The Mayor of Galway has criticised An Bord Pleanála for refusing a number of housing developments there in recent weeks.
Clodagh Higgins was speaking as Galway City Council's chief executive warned it will not be able to meet its social housing needs for the 'foreseeable future'.
Galway currently has over 4,000 people on its housing list, with projections that the city's population will grow by 40,000 by 2040.
Mayor Higgins has put down a motion, calling on senior Ministers to meet with city officials.
She told Newstalk Breakfast the developments were rejected for being too car-dependent.
"The reasons given for the refusal in the development at Keeraun was that they considered it to be piecemeal, with inadequate provision of social and physical infrastructure, and that such a development would be excessively car-dependent," she said.
"They also said the substandard condition of the road at Ballymoneen was also a factor.
"In the Headford Road case, again, the development was considered to be too car-dependent.
"This is a development that's a 20-minute walk from the city centre - so decisions by An Bord Pleanála are simply baffling at the moment."
Mayor Higgins said conditional planning permission could have been granted.
"I can't understand why planning couldn't be granted with conditions attached, such as upgrading the footpaths, roads and so forth," she said.
"We all appreciate that the road at Keeraun needed to be upgraded, and there were active plans in place that the upgrade would happen in tandem with housing developments.
"An Bord Pleanála didn't give Galway City Council an opportunity to explain that, they just flatly refused the application".

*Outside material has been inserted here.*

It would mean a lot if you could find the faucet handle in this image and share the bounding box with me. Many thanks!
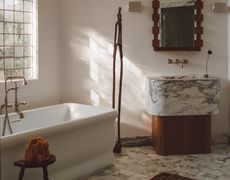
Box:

'Working against our objective'
She said she appreciates that houses cannot be built just anywhere.
"When you pair it all back we have an urgent requirement for housing," she said.
"The Council and private developers are willing to develop sites to meet our housing needs.
"Yet we have an independent agency of the State essentially working against our collective objective.
"They could have helped us find a way forward with conditional planning, which would have benefited the community two-fold," she added.